Questa volta, però, è un brano da un libro per grandi, uno tra quelli che ho letto durante le vacanze e che scelgo di leggere loro, ad alta voce, per riconoscere insieme a loro che a volte è proprio difficile, se non impossibile, mantenere il controllo.

“È ancora una bambina difficile?” chiedevano i parenti con aria diffidente. Mezz’ora in mia compagnia e avevano la risposta.
“Non la provocate” raccomandavano i miei genitori alle mie sorelle, e a me dicevano: “Devi imparare a controllarti”.
Ci provavo. Ricordo di averci provato. Ricordo di aver pensato che non dovevo innervosirmi, non dovevo perdere la calma, dovevo soprattutto mantenere il controllo. Mi guardavo allo specchio e atteggiavo il viso a un sorriso pacato ripetendo la parola docile tra me e me. Dovevo averla letta in un libro. Era così che volevo essere, che sapevo di dover essere. Era così che erano i bravi bambini, docili. Poi, però, mi dicevano di mettermi un certo maglione di un oltraggioso color senape, con il collo che pizzicava e mi faceva prudere la pelle in modo insopportabile, e per cena c’erano di nuovo patate lesse, quanto odiavo l’esterno farinoso e l’interno duro e pieno di amido. Un bicchiere di latte mi aspettava al mio posto ed ero terrorizzata all’idea di berlo, con quella consistenza viscida e sinistra che mi foderava l’esofago, le spirali di schiuma giallastra in superficie, le bollicine perlacee sul bordo. Mentre pensavo a tutte queste cose, magari succedeva un fatto trascurabile, innocuo – un commento o uno sguardo di mia sorella, un piede che urtava il mio mentre cercavo di leggere, una pagina di compiti di matematica che sembrava infinita, incomprensibile e soporifera – e scattavo. Sentivo esplodere qualcosa nel petto, mi affluiva un gran calore alla testa, strillavo all’improvviso, forse pestavo i piedi. Controllo perso. Altro che docile.

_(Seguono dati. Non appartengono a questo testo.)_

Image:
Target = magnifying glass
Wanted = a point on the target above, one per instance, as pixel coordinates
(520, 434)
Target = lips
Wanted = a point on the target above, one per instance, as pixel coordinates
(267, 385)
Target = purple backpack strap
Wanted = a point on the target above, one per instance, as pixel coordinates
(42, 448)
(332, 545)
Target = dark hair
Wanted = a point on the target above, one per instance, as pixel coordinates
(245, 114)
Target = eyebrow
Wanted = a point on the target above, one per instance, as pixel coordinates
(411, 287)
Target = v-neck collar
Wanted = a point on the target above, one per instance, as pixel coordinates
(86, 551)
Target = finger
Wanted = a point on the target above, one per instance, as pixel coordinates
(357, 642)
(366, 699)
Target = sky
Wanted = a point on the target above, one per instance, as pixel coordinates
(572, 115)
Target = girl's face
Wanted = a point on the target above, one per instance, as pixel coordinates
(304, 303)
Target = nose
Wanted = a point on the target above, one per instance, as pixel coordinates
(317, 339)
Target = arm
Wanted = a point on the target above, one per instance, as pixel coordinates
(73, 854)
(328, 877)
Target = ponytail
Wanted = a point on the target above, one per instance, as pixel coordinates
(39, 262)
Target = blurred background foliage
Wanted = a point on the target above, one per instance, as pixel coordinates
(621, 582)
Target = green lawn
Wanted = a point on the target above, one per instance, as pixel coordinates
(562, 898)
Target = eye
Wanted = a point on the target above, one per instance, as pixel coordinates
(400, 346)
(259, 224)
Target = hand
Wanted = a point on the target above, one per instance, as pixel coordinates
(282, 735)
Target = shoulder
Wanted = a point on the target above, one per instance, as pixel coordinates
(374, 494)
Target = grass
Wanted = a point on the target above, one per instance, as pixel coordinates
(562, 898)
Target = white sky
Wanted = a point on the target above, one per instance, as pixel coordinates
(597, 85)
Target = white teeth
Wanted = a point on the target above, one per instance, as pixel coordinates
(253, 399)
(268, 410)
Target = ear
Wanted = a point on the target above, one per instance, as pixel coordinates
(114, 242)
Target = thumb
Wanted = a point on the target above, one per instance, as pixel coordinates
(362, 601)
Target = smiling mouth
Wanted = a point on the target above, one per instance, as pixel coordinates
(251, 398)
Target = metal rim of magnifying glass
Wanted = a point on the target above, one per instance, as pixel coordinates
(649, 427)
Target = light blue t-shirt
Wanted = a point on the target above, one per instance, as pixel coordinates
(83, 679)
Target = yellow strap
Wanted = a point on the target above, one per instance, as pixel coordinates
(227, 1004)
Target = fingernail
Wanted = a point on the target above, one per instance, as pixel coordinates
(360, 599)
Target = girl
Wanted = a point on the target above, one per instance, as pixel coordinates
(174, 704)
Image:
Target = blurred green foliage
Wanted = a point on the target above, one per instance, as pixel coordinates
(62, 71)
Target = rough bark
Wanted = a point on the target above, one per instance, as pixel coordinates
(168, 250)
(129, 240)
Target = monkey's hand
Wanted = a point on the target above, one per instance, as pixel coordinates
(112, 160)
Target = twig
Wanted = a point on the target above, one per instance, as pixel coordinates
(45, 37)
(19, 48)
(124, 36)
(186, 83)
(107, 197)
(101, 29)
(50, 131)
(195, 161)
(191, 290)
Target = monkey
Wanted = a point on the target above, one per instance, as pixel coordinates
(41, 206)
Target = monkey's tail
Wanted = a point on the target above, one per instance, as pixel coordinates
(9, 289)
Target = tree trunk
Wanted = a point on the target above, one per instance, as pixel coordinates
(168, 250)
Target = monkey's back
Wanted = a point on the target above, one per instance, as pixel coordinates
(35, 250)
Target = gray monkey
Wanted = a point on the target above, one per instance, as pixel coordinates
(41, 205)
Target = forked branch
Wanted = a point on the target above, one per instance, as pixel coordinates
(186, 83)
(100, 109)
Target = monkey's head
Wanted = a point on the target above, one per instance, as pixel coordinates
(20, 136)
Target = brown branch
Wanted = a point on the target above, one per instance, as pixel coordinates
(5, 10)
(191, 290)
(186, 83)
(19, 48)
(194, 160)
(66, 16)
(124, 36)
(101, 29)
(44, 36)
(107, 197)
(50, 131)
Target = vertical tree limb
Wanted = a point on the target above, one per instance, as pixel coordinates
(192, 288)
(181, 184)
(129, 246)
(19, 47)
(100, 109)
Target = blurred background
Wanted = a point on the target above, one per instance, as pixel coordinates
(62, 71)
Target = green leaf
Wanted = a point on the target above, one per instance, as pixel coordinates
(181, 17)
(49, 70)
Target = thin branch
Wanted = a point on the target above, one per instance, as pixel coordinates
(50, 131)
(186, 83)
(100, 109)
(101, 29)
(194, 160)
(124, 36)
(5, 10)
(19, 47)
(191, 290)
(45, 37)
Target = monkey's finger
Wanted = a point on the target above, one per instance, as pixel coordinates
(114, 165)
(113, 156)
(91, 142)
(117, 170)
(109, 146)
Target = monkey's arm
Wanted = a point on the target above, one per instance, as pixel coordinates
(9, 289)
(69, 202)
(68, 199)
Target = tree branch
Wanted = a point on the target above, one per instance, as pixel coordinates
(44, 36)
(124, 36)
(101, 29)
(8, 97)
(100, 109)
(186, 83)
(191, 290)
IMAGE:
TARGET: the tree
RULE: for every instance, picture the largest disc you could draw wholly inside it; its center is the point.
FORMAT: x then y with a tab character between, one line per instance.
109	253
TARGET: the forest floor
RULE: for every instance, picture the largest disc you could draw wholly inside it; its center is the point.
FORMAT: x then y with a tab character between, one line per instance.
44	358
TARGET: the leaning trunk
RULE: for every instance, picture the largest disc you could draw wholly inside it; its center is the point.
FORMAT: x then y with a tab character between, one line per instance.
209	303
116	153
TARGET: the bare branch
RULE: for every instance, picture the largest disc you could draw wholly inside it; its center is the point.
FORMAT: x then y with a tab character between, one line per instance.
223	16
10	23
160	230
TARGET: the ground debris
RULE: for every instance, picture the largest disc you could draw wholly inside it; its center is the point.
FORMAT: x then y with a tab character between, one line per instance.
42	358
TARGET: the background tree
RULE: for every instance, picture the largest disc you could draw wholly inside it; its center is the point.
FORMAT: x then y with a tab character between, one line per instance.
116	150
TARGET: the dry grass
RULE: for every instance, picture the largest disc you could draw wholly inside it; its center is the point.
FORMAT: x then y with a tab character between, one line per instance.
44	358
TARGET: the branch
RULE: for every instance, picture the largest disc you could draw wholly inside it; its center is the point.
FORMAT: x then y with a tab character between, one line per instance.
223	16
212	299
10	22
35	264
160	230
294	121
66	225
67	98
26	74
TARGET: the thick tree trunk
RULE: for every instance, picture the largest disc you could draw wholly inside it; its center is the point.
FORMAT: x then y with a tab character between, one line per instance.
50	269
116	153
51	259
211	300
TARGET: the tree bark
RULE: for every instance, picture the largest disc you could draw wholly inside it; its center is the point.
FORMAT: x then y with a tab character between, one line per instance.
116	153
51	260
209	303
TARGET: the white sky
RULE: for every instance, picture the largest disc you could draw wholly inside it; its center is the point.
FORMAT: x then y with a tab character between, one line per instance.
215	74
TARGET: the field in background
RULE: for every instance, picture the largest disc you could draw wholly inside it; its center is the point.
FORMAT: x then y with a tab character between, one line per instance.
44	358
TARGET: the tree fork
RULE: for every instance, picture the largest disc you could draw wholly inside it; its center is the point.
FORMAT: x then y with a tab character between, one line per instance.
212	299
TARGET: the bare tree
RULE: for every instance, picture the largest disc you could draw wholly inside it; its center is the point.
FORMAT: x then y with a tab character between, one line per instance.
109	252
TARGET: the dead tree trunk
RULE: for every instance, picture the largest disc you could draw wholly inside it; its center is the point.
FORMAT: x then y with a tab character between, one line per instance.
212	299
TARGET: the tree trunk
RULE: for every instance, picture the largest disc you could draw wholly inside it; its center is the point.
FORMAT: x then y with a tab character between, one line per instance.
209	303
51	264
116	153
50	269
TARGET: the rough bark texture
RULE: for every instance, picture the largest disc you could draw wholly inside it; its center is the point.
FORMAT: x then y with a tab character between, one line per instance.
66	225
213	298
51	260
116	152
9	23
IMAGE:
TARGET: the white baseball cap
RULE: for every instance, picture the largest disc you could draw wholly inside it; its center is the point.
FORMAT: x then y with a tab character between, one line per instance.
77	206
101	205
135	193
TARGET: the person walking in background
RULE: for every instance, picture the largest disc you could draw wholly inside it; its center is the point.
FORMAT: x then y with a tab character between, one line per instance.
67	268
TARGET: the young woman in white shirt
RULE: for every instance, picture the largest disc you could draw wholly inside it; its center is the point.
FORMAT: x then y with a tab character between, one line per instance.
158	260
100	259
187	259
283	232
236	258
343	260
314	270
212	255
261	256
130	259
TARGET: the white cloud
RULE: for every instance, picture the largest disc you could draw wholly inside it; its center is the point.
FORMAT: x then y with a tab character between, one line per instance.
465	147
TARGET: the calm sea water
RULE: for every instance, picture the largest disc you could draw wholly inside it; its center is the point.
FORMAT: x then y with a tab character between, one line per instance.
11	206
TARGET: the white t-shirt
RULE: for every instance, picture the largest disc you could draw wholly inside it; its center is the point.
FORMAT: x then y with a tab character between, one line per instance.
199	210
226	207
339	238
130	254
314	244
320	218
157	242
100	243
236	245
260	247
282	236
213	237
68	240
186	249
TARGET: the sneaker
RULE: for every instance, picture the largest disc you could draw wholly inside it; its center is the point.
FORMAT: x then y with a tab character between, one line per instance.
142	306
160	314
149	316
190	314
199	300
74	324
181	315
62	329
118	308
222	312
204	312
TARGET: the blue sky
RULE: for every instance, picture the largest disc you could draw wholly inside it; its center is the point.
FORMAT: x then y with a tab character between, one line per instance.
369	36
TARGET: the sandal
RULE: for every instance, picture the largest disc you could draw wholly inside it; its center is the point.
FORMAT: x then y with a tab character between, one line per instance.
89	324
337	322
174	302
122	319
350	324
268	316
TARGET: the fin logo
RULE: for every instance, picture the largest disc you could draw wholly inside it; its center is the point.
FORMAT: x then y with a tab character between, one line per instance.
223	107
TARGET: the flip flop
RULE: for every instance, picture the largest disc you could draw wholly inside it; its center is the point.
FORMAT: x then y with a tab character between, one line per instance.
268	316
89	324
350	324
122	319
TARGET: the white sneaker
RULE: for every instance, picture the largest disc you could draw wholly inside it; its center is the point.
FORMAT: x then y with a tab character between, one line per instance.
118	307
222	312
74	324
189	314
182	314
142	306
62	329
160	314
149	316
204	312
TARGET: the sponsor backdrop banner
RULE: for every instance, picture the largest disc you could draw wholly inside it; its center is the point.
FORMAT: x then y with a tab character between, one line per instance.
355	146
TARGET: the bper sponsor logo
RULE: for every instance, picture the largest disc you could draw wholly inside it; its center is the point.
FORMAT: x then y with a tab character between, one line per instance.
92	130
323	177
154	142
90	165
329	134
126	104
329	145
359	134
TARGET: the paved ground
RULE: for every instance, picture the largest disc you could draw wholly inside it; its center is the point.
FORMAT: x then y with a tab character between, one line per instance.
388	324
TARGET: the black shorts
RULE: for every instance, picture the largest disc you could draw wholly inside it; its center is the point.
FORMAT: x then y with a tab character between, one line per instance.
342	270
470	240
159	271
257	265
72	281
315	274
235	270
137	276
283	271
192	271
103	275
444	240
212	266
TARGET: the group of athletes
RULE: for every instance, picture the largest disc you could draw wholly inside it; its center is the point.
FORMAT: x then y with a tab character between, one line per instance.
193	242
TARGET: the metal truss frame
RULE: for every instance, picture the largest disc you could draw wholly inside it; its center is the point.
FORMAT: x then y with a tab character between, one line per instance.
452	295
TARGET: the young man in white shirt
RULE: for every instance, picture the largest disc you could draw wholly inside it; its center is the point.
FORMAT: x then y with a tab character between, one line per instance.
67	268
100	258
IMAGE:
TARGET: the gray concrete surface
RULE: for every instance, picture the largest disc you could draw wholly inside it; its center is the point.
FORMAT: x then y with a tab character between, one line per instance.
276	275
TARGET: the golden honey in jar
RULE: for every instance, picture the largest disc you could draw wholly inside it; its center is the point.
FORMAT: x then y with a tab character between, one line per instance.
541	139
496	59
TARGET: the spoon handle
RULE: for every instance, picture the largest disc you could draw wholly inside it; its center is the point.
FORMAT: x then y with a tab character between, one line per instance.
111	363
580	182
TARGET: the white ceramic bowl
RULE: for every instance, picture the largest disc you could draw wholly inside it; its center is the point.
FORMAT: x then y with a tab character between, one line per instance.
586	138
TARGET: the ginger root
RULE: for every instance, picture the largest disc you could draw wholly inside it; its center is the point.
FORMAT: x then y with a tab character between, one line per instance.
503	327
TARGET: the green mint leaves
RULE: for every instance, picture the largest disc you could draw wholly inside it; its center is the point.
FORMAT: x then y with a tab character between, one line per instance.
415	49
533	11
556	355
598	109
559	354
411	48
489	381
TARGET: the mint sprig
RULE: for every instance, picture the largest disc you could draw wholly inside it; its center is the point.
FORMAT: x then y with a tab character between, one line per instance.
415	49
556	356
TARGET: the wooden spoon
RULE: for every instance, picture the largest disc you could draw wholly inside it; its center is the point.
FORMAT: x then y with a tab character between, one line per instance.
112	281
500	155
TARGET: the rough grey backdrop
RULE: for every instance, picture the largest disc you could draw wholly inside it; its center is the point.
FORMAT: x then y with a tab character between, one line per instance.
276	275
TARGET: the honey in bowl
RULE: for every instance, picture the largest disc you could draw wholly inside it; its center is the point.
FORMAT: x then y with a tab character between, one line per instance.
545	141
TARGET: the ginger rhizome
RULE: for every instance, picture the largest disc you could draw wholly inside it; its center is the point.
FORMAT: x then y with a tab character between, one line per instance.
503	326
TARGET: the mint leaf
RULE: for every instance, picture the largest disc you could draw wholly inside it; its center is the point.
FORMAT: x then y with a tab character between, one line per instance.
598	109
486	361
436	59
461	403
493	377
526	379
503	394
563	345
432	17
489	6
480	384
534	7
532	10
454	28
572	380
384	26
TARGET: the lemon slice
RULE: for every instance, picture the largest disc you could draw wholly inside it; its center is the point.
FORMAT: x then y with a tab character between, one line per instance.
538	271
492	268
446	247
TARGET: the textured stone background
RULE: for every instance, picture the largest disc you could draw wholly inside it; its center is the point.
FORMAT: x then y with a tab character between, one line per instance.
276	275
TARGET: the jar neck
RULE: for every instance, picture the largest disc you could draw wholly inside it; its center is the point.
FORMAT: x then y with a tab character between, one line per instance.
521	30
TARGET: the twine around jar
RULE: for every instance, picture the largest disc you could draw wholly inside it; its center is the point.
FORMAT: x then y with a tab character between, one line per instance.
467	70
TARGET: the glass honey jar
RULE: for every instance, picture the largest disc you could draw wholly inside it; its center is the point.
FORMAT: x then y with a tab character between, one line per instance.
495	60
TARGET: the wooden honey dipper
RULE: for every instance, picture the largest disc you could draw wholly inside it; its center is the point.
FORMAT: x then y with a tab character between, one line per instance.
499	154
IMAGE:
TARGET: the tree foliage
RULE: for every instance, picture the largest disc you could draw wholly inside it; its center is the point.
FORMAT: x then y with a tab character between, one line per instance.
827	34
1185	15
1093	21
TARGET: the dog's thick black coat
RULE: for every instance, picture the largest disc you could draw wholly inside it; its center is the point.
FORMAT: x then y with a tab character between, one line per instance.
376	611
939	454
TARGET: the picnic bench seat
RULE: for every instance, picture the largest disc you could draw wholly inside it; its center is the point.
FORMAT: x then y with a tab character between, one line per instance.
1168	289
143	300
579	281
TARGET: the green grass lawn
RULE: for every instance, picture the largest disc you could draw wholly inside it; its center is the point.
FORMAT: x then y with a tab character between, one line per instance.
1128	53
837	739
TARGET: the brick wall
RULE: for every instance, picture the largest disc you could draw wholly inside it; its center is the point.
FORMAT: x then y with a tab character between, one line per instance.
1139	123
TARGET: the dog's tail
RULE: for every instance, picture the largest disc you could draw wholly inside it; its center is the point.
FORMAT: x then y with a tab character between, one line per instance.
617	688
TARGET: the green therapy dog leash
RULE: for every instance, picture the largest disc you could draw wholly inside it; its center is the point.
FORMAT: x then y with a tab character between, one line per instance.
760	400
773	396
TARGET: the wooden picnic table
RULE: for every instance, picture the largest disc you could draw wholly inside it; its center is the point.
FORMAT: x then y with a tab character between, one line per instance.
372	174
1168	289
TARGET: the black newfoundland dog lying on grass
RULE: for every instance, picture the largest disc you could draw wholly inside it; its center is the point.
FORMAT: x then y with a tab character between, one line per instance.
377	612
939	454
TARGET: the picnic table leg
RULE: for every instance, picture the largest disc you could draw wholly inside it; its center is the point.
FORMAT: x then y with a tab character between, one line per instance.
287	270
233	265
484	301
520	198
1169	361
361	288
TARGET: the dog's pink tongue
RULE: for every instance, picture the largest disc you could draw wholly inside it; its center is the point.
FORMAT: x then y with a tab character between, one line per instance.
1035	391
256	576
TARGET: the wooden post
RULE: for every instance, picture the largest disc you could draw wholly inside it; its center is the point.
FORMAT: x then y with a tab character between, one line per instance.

Maggie O’Farrell, Io sono, io sono, io sono, Guanda




“Io non riesco a controllarmi quando cresco, perché sento che il mio carattere cambia e divento più cattiva”
“Non riesco a controllarmi quando mi arrabbia, non si nota ma se mi arrabbio spaccherei il banco”



 





Com'è difficile, a volte, l'infanzia. Com'è faticosa, per alcuni, con le richieste adulte, a volte incomprensibili, spesso impossibili.

Mi chiedo, ancora una volta, perché io sia così attratta da questo periodo della vita. Non può essere solo per il lavoro che faccio.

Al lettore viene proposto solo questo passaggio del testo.